The following error is thrown after setting AUTH_USER_MODEL = "bsapi.core.User"
:
ValueError: Invalid model reference 'bsapi.core.User'. String model references must be of the form 'app_label.ModelName'.
- The APP is registered like:
INSTALLED_APPS = [
...
"bsapi.core.apps.CoreConfig",
"second_app.apps.SecondAppConfig",
...
]
- The core APP config is as
class CoreConfig(AppConfig):
name = "bsapi.core"
- The structure of the project is
- bsapi
- core
- apps.py
- second_app
- settings.py
- apps.py
How can I set AUTH_USER_MODEL
for an app where the name has “.”.
Where is that user model defined?
Briefly, django.apps.config.AppConfig.get_model is looking in the “apps registry” for that model. So you don’t specify the model using an import path, it’s specified in AUTH_USER_MODEL using the app.model name convention.
The User model is under bsapi.core.models.py
- bsapi
- core
- apps.py
- models.py
- second_app
- settings.py
- apps.py
Ok, I should have been more clear in my previous response.
The models are stored by app label, not by app name. (See Applications | Django documentation | Django)
What this means is that you can either define a label for your app in your AppConfig, or assuming there’s no conflict with any other apps, use the default, which will be core
.
e.g. AUTH_USER_MODEL = "core.User"
Changed the app label to core1 in AppConfig:
class CoreConfig(AppConfig):
name = "bsapi.core"
label = "core"
And changed the AUTH_USER_MODEL to AUTH_USER_MODEL = "core.User"
, and now I’m getting the following error:
django.core.exceptions.ImproperlyConfigured: AUTH_USER_MODEL refers to model 'core.User' that has not been installed
Double-check your settings file to make sure that you don’t have either two lines for AUTH_USER_MODEL in it, or that you don’t have a typo for that line.
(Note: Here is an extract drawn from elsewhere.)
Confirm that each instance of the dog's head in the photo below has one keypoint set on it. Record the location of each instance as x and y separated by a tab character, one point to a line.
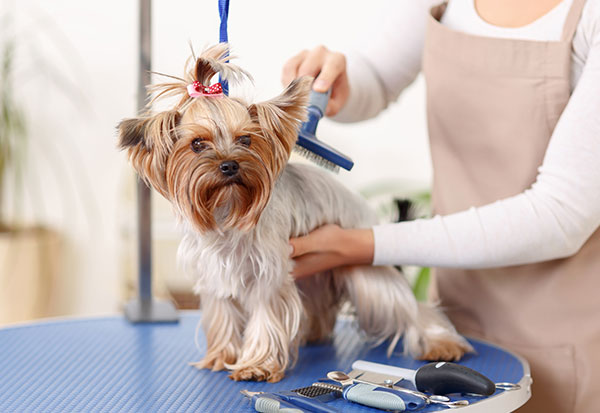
214	157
Don’t know if the following info bellow is relevant:
(Pdb) settings.AUTH_USER_MODEL
'core.User'
(Pdb) django_apps.get_model(settings.AUTH_USER_MODEL, require_ready=False)
*** LookupError: App 'core' doesn't have a 'User' model.
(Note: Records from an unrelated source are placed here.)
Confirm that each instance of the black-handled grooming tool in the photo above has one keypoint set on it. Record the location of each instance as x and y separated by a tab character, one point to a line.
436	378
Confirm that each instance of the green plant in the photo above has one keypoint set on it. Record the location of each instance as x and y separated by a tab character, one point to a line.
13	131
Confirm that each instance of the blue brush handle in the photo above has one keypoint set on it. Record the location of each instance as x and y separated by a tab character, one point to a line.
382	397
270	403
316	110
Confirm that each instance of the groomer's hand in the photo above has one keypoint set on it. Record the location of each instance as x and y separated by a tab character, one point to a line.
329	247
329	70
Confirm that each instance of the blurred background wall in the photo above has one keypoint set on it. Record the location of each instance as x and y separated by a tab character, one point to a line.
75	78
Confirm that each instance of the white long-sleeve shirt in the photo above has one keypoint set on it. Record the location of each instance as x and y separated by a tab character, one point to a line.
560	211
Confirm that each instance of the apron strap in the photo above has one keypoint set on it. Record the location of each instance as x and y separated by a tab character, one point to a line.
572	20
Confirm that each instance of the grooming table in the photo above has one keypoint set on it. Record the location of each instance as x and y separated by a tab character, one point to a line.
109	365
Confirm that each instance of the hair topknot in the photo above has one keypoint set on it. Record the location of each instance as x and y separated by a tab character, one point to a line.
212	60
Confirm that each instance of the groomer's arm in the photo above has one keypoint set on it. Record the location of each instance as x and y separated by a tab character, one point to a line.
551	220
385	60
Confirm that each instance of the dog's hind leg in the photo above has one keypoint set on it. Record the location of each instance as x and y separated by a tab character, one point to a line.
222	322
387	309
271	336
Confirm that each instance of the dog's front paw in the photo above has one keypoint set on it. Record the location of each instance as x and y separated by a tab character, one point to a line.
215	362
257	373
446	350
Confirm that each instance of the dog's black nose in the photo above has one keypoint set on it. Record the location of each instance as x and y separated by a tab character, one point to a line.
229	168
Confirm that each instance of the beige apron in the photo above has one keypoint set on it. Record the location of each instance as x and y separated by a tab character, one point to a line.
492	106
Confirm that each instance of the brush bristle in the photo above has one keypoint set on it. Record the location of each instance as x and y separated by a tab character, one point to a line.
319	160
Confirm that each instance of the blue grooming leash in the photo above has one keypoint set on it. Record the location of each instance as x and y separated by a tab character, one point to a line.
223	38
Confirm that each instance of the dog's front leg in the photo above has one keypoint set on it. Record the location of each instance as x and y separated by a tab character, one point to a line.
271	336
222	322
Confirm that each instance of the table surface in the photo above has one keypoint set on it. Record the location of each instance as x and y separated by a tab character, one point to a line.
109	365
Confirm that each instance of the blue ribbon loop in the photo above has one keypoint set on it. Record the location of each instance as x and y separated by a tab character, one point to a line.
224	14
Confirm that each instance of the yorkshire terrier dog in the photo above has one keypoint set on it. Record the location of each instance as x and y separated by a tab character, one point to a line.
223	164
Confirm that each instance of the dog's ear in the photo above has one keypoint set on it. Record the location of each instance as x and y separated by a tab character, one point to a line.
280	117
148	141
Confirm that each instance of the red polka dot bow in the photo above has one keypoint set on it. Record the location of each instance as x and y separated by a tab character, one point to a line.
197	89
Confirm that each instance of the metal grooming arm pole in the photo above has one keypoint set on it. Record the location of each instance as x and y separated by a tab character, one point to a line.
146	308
(Pdb) django_apps.is_installed("core")
False
(Pdb) django_apps.is_installed("bsapi.core")
True
(Pdb)
Looks like the app has no models at the moment the import_module is called
(Pdb) django_apps.all_models
defaultdict(<class 'dict'>, {'runserver_nostatic': {}, 'admin': {'logentry': <class 'django.contrib.admin.models.LogEntry'>}, 'contenttypes': {'contenttype': <class 'django.contrib.contenttypes.models.ContentType'>}, 'core': {}, 'auth': {'permission': <class 'django.contrib.auth.models.Permission'>, 'group_permissions': <class 'django.contrib.auth.models.Group_permissions'>, 'group': <class 'django.contrib.auth.models.Group'>, 'user': <class 'django.contrib.auth.models.User'>}, 'sessions': {'session': <class 'django.contrib.sessions.models.Session'>}, 'messages': {}, 'staticfiles': {}, 'django_cleanup': {}, 'anymail': {}, 'rest_framework': {}, 'authtoken': {'token': <class 'rest_framework.authtoken.models.Token'>, 'tokenproxy': <class 'rest_framework.authtoken.models.TokenProxy'>}, 'zizoo': {}})
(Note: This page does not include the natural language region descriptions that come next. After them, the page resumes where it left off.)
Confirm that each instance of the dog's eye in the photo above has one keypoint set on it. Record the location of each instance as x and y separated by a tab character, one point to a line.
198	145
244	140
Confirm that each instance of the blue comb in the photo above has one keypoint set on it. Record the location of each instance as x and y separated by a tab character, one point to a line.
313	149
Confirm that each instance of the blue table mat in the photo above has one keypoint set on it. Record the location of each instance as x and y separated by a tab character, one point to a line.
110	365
As you can see, core is empty. Does this help?
Hmmm,… I wouldn’t think it would matter - my understanding is that that’s the purpose behind the require_ready=False
parameter. From those docs:
Requires the app registry to be fully populated unless the require_ready
argument is set to False
Those docs also refer to Applications | Django documentation | Django, which includes:
Setting require_ready
to False
allows looking up models while the app registry is being populated, specifically during the second phase where it imports models. …
The main use case is to configure model classes with settings, such as AUTH_USER_MODEL
.
I freely admin, my knowledge of the Django initialization process is at best, sparse.
I would not be surprised to find out the AUTH_USER_MODEL just isn’t going to work in a model not directly in a “root” app directory. (I’ve never worked with, nor ever encountered a need or desire to try and segregate code like that.)